Important note: FREYJA was originally built using Java. The initial Java implementation can be fond under the java_code branch. Nonetheless, we highly recommend using the current, Python-based implementation (main branch), as it is less prone to errors and considerably faster.
Welcome to FREYJA! This is a tool used to perform data discovery in large-scale environments such as data lakes. The goal of this project is to provide an easy-to-use and lightweight approach for data discovery, that considerably reduces the time requirements of data discovery tasks whilst keeping a high accuracy in the detection of relevant data.
We focus on the task of join discovery for tabular data: given a datalake (i.e. a folder with CSV files) and a query column (i.e. the name of a column of one of the CSV files in the datalake, for which to perform the discovery), the goal is to find other columns (candidate columns) in the datalake that can perform joins with the query column, thus combining the information of several datasets into a single file, increasing the amount of information for downstream analyses. FREYJA ranks all the candidate columns from best to worst, according to the quality of the join.
For further details on how FREYJA works, please refer to the original paper - FREYJA: Efficient Join Discovery in Data Lakes. This paper was accepted for publication in TKDE in January 2026. Since then, we have updated the code and performed efficiency improvements. The previous link points to the most up-to-date version of the paper, while also being open access.
Other details, benchmark information and results analyses can be found in the accompanying website.
As of now, FREYJA is an experimental tool, so its full execution is still not fully orchestrated. In any case, operating with Freyja should be quite straightforward, as we offer a simple API to interact with all the necessary functions.
More precisely, there are three different processes that need to be performed separately to perform data discovery: (i) creating data profiles, (ii) computing distances and (iii) executing the predictive model. We will overview each of these steps in the next sections. Step (i) corresponds to the offline phase (i.e. preprocessing), which needs to be executed only once per datalake. Steps (ii) and (iii) encompass the online phase (i.e. the discovery process), and need to be repeated everytime that we want to perform a discovery task over a given column
As stated, FREYJA is a lightweight system. It is built entirely in Python (so there is no need to employ other software) and does not require the installation of hefty libraries.
The only strong requirement is Python, preferably version 3.9. We recommend using conda to create environments for an easy handling of the dependencies. Once conda is installed, you can open a CLI and execute the following command to create an environment:
conda create --name freyja python=3.9
This will create an environment named freyja with base python 3.9. Then, you can activate the environment with:
conda activate freyja
Then, we just need to install the dependencies.
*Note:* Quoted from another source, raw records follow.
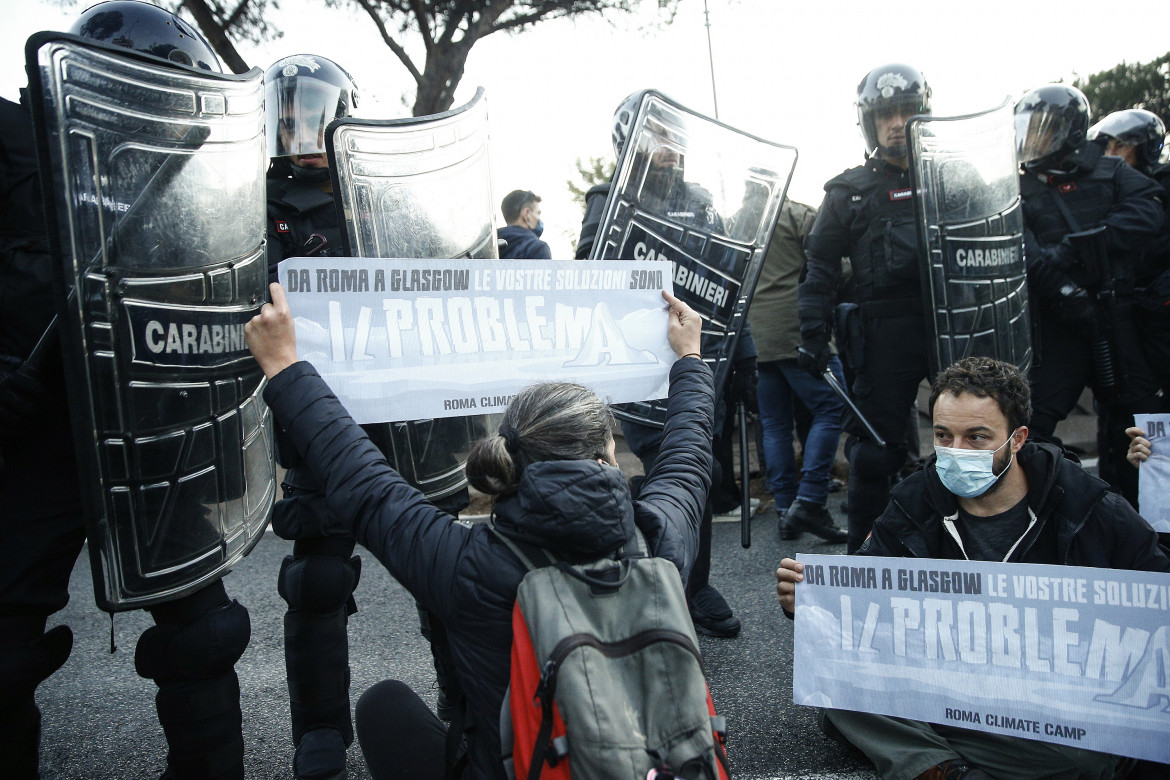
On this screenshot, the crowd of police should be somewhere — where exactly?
[0,0,1170,779]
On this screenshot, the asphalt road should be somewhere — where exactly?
[37,481,876,780]
[38,387,1095,780]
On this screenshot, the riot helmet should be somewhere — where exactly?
[611,89,647,158]
[1088,109,1166,171]
[69,0,223,73]
[1016,84,1089,171]
[264,54,358,157]
[856,62,930,159]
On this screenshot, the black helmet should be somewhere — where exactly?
[264,54,358,157]
[610,89,647,157]
[69,0,223,73]
[1088,109,1166,171]
[1016,84,1089,171]
[858,62,930,158]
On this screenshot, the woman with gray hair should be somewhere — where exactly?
[245,284,714,780]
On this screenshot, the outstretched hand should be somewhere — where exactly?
[776,558,804,616]
[243,282,297,379]
[1126,426,1152,469]
[662,290,703,358]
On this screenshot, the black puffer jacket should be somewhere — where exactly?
[858,442,1170,572]
[264,358,714,778]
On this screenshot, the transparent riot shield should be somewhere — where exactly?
[592,90,797,427]
[27,33,276,610]
[325,88,500,501]
[907,101,1032,373]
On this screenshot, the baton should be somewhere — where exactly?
[797,346,886,448]
[736,401,751,550]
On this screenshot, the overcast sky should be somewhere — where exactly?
[0,0,1170,257]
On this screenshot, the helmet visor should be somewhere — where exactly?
[1016,106,1075,165]
[264,78,342,157]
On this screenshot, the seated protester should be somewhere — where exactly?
[246,284,714,780]
[776,358,1170,780]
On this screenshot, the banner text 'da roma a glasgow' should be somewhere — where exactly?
[792,555,1170,762]
[278,257,674,423]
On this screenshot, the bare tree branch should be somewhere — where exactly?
[355,0,422,84]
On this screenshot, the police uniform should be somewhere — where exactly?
[798,157,929,552]
[267,166,469,767]
[0,99,250,780]
[1020,143,1164,507]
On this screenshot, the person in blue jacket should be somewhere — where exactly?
[496,189,552,260]
[245,284,715,780]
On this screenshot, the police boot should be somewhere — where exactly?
[415,605,463,723]
[135,580,252,780]
[0,617,73,780]
[277,538,362,780]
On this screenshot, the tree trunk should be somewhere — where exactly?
[412,41,475,117]
[183,0,248,74]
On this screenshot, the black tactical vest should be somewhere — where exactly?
[825,165,922,304]
[268,178,344,281]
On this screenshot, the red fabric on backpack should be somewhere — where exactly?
[707,685,731,780]
[502,603,570,780]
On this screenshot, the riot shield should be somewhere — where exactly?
[325,88,500,501]
[26,33,276,610]
[591,90,797,427]
[907,101,1032,374]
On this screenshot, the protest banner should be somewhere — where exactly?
[280,257,675,423]
[1134,414,1170,533]
[792,555,1170,762]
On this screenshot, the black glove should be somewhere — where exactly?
[0,354,48,433]
[797,325,833,379]
[1027,257,1076,305]
[728,358,759,413]
[1049,283,1096,330]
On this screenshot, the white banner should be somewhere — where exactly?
[1134,414,1170,533]
[280,257,675,423]
[792,555,1170,762]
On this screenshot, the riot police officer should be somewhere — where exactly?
[1088,109,1170,508]
[264,54,469,779]
[1016,84,1165,507]
[787,63,930,553]
[577,91,758,639]
[0,0,250,780]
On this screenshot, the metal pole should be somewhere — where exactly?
[703,0,720,119]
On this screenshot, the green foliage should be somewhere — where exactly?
[1073,53,1170,126]
[565,157,618,209]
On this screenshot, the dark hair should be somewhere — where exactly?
[500,189,541,223]
[467,382,613,496]
[930,358,1032,433]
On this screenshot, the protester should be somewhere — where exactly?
[748,200,846,543]
[776,358,1170,780]
[791,63,930,552]
[246,284,714,780]
[0,0,250,780]
[1016,84,1166,512]
[577,91,758,639]
[496,189,552,260]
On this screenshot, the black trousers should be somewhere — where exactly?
[842,313,930,553]
[353,679,447,780]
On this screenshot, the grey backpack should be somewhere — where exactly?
[493,527,730,780]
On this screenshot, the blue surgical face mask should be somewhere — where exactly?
[935,432,1014,498]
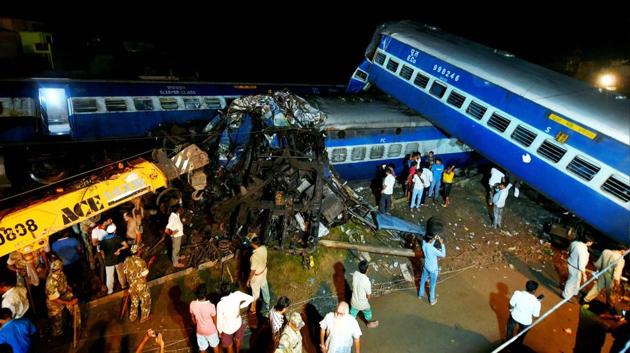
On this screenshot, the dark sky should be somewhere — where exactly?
[8,7,630,83]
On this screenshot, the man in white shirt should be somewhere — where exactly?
[350,260,378,328]
[584,248,626,304]
[505,281,540,347]
[0,276,29,319]
[319,302,362,353]
[488,168,505,206]
[492,184,512,228]
[378,168,396,213]
[217,283,254,353]
[165,204,184,268]
[562,232,593,299]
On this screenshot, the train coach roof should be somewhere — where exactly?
[316,97,431,130]
[377,22,630,144]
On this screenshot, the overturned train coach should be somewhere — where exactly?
[348,22,630,244]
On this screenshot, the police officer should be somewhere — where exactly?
[124,244,151,323]
[46,260,81,337]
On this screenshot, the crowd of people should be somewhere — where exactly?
[0,152,625,353]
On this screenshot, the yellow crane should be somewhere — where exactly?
[0,145,208,256]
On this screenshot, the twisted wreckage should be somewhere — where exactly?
[0,91,423,266]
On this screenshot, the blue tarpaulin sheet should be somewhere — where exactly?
[376,212,424,235]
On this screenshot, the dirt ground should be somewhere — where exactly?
[35,176,628,353]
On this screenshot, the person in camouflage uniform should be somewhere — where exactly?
[46,260,81,337]
[124,244,151,323]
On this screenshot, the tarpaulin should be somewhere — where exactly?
[376,212,424,236]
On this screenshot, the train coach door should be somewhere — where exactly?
[39,88,70,135]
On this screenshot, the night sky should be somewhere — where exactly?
[6,7,630,83]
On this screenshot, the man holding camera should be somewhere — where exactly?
[505,281,543,347]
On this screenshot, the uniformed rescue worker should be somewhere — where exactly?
[124,244,151,323]
[46,260,81,337]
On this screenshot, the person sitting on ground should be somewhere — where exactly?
[350,260,378,328]
[269,296,291,344]
[505,281,540,347]
[135,329,164,353]
[584,247,626,306]
[0,308,37,353]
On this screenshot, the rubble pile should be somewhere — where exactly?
[167,91,380,261]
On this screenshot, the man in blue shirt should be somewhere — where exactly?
[51,233,83,292]
[0,308,37,353]
[418,217,446,305]
[428,158,444,204]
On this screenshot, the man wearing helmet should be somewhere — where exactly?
[124,244,151,323]
[46,260,81,337]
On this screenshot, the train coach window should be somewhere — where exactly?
[429,81,446,98]
[446,91,466,108]
[350,147,366,161]
[374,52,385,65]
[405,142,420,155]
[105,98,127,112]
[370,145,385,159]
[488,113,510,132]
[387,143,402,158]
[413,72,429,89]
[567,156,601,180]
[466,102,488,120]
[160,98,179,110]
[331,148,348,163]
[399,65,413,80]
[203,97,225,109]
[184,98,201,110]
[602,175,630,202]
[133,98,153,111]
[387,58,398,72]
[537,140,567,162]
[72,98,98,113]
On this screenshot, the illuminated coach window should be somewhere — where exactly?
[429,81,446,98]
[387,58,398,72]
[203,97,224,109]
[332,148,348,163]
[72,98,98,113]
[413,72,429,89]
[350,147,366,161]
[446,91,466,108]
[105,98,127,112]
[399,65,413,80]
[602,175,630,202]
[405,142,420,155]
[387,143,402,158]
[133,98,153,111]
[160,98,179,110]
[537,140,567,163]
[466,102,488,120]
[511,125,536,147]
[567,156,601,181]
[374,52,385,65]
[183,98,201,110]
[370,145,385,159]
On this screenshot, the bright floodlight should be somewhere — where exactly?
[597,73,617,90]
[40,88,64,106]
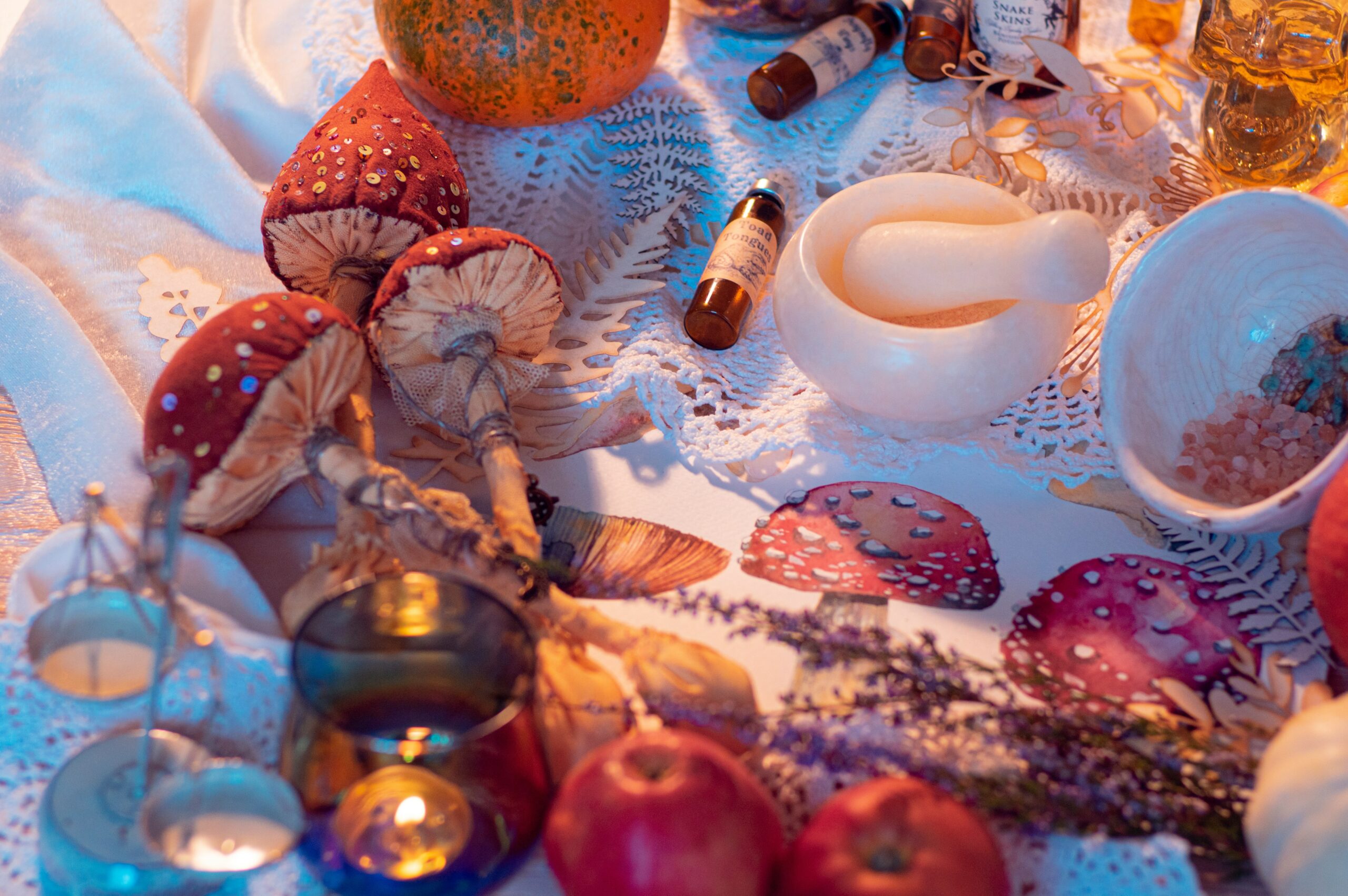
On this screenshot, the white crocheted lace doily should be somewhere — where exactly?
[305,0,1201,485]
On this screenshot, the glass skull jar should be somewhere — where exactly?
[282,573,551,896]
[1190,0,1348,188]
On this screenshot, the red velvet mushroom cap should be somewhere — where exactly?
[1002,554,1257,710]
[262,59,468,304]
[366,228,562,429]
[144,292,365,531]
[740,482,1002,609]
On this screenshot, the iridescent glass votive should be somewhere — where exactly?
[282,573,551,896]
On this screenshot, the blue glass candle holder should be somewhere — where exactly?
[282,573,551,896]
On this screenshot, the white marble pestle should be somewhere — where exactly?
[843,210,1109,321]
To do so, navigate to the root folder of the Freyja repository and execute the following command:
pip install -r requirements.txt
We recommend deploying Freyja's API to facilitate the execution of the discovery process. To do so, navigate to the root folder of the Freyja repository and execute the following command (with the conda environment activated):
uvicorn app.main:app --reload
This should deploy the API on localhost:8000 (you should see a message stating Uvicorn running on http://127.0.0.1:8000). Also, if you open a browser window and navigate to http://localhost:8000/docs#/, you should see the Swagger specification of the available API requests. You can interact with Freyja simply by filling the parameters of the requests for each functon (after clicking try it out). Alternatively, API-development tools such as Postman or raw CURL requests can be use.
Alternatively, Freyja's functions can be executed directly from the scripts, without deploying the API. These can be found in app/core.
The first step in the Freyja pipeline is to obtain the profiles of all the datasets in the datalake. A profile is simply a set of descriptive statistics (e.g. entropy, incompletness, average length of strings, maximum frequency of a value, etc.) computed for every column. This is the only preprocessing that we need, as from this point onwards the profiles are the only artifact that will be used to perform the discovery process.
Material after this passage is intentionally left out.